About an hour after entering Tanzania’s Serengeti Park, our driver Rufus abruptly pulled the Land Rover over to the side of the road. He mumbled something about a “red light” and “overheating” and stepped outside the car to check the engine. The sun was starting to set and we all expected that this would be another routine stop, like the four tire punctures we’d had already on our 10-day Kenya-Tanzania safari. After flagging down and consulting with another driver, Rufus told us that “we cannot drive the car; it is leaking oil.” Rufus sent Nuru, our cook, with the other driver to return with help and we all sat back and began our wait. From our car we heard a chorus of grunting hippos from the nearby river and I spotted a lioness with a white-tipped tail prowling about 50 feet from our car.
After we lost track of the lioness in the tall grass, we watched noisy weaver birds expertly renovating their hanging nests, a pair of iridescent-blue-headed guinea fowl looking for food and a tree full of marabou storks. Judging from the nearby location of the lodge he’d gone to, we’d optimistically expected Nuru back within 30 minutes, but it had been over an hour. By now the sun had set and it was dark and the malarial mosquitoes and tsetse flies were circling our Land Rover. Like Will Smith shuttering his house from the predatory zombies at nightfall in the movie “I Am Legend,” we worked quickly to close the windows and to pull down and secure the Land Rover’s pop-up, game-viewing roof.
After another hour went by, we began to prepare for the idea that we might be spending the night in the car. We took our malaria tablets, dressed warmly and we started to think about the logistics of six people sleeping in a land rover. I told Rufus that he could sleep on the roof, but he pointed out that leopards could easily get him there. From the car we could see the lights of the lodge where Nuru had gone. Using my miner’s flashlight, I intermittently sent Morse code signals – dot, dot, dot…dash, dash, dash…dot, dot, dot – towards the lodge from the back seat of the Land Rover. After waiting for two and a half hours, we were wondering what could have happened to Nuru. I leaned back against my backpack and started to go to sleep.

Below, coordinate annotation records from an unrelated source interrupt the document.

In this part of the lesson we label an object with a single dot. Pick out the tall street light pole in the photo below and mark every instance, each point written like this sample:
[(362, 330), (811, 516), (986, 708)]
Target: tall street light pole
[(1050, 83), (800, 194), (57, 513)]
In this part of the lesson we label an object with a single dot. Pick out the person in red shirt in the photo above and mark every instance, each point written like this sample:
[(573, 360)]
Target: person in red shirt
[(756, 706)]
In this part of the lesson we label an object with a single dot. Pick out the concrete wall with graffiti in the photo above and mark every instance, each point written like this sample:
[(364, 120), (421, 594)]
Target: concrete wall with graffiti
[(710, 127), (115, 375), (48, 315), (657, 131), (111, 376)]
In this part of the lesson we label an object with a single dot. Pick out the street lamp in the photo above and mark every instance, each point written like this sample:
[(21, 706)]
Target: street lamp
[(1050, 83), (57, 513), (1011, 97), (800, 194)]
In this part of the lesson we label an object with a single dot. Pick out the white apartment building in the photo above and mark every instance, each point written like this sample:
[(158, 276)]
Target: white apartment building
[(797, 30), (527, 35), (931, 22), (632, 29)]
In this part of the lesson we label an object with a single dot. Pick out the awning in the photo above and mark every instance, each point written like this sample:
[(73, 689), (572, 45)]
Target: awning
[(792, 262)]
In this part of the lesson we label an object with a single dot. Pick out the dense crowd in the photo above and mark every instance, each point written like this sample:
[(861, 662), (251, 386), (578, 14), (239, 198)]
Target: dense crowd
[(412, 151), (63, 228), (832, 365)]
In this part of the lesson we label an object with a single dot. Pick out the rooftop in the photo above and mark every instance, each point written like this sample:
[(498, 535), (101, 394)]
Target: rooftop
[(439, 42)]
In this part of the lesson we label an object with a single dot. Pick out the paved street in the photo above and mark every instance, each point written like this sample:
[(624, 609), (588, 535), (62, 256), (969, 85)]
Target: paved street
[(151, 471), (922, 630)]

A little over three hours after Nuru had left, a pair of headlights appeared in the distance and we waited while they slowly made their way to us. A truck stopped and out jumped Nuru returned with two mechanics. They shined their lights on our car and started to work on the engine. All they needed to do was to tighten the oil plug and pour in some new motor oil, but it was pitch dark and there were hippos and lions nearby. When I heard one of the men say “hyena,” all of them took a look over their shoulders, something they did intermittently while working on the engine. On one side of the car, our kids performed what they called the “simba scan,” a search for lions aided by my miner’s flashlight. On the other side, Dot, our English safari companion, calmly did the same. Within 25 minutes, they had finished and we drove to a camp site near the lodge. After setting up our tents and eating a quick meal, we snuggled into our sleeping bags, happy that we weren’t spending our first night in the Serengeti sleeping in a Land Rover.